Your TDEE (Total Daily Energy Expenditure) is the number of calories your body burns in 24 hours, activity included. It's the single most important number in your nutrition: without it, building muscle or losing fat is like driving blindfolded. Our calculator estimates it using the Mifflin-St Jeor equation, the most accurate one validated by research.
Once you know your TDEE, everything becomes logical: eat below it to lose weight, above it to gain, around it to maintain. The catch is knowing the right starting point — which is exactly what this tool gives you.
How TDEE is calculated
The calculation happens in two steps. First we estimate your basal metabolic rate (BMR) — the calories burned at complete rest — via the Mifflin-St Jeor equation: for men, BMR = (10 × weight) + (6.25 × height) − (5 × age) + 5; for women, the final +5 becomes −161. Published in 1990, it's now considered the most reliable for the general population.

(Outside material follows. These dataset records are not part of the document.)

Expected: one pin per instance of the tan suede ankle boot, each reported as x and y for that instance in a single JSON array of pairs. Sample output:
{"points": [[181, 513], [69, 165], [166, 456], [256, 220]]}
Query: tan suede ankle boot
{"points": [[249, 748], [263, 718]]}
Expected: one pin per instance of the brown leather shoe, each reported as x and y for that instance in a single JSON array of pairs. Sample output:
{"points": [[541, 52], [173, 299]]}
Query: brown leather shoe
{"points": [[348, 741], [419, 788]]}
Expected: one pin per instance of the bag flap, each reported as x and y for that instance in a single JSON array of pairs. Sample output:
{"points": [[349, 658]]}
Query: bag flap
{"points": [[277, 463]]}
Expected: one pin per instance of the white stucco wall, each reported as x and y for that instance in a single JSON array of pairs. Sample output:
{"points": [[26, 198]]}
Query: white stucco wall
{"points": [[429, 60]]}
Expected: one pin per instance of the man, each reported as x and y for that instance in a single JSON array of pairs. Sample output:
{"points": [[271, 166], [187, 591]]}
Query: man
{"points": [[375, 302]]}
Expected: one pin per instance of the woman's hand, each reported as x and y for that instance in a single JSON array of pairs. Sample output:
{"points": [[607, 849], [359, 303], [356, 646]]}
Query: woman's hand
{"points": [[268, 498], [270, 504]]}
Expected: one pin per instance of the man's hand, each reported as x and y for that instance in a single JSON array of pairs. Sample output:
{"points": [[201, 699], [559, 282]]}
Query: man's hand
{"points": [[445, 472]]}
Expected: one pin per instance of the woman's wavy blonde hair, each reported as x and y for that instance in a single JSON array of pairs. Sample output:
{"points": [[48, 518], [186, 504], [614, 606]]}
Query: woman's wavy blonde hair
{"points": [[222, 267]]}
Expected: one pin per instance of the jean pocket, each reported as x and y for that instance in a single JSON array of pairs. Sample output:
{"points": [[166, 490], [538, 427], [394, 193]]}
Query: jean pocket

Then we multiply BMR by an activity factor to get TDEE. That factor reflects your real daily expenditure, from getting around to training sessions.
Activity factors, without kidding yourself
The most common mistake is overestimating your activity level. Be honest: three lifting sessions a week don't make you "very active" if the rest of your day is sedentary.
- Sedentary (× 1.2): desk job, little or no exercise.
- Lightly active (× 1.375): light exercise 1–3 days per week.
- Moderately active (× 1.55): moderate exercise 3–5 days per week. This fits most regular lifters.
- Very active (× 1.725): intense exercise 6–7 days per week.
- Extremely active (× 1.9): physical job plus daily training.
Using your TDEE for your goal
To cut, create a deficit of 300–500 kcal below your TDEE: enough to lose fat without sacrificing muscle or energy. A more aggressive deficit speeds up loss but raises the risk of muscle loss and fatigue.
To bulk, aim for a surplus of 200–400 kcal above TDEE. Beyond that, the extra gain goes mostly to fat, not muscle. TDEE is only a starting point: weigh yourself weekly and adjust by 100–200 kcal based on how your weight actually moves.
Frequently Asked Questions
How often should I recalculate my TDEE?+
Recalculate it every 3–4 kg (7–9 lb) of weight change, because your metabolism adjusts. Whether cutting or bulking, your TDEE shifts with body weight — freezing it for too long throws off your numbers.
Why doesn't my estimated TDEE match reality?+
The equations give a statistical average; your real metabolism can vary by 5–10%. The decisive test: eat at your estimated TDEE for two weeks and watch your weight. If it moves, adjust by 150 kcal.
Does TDEE include my workouts?+
Yes — that's the whole point of the activity factor: it already includes your training. So don't separately add the calories burned at the gym, you'd be double-counting them.
Mifflin-St Jeor or Harris-Benedict?+
Mifflin-St Jeor (1990) is newer and more accurate than Harris-Benedict (1919, revised 1984) for today's population. That's why our calculator uses Mifflin-St Jeor by default.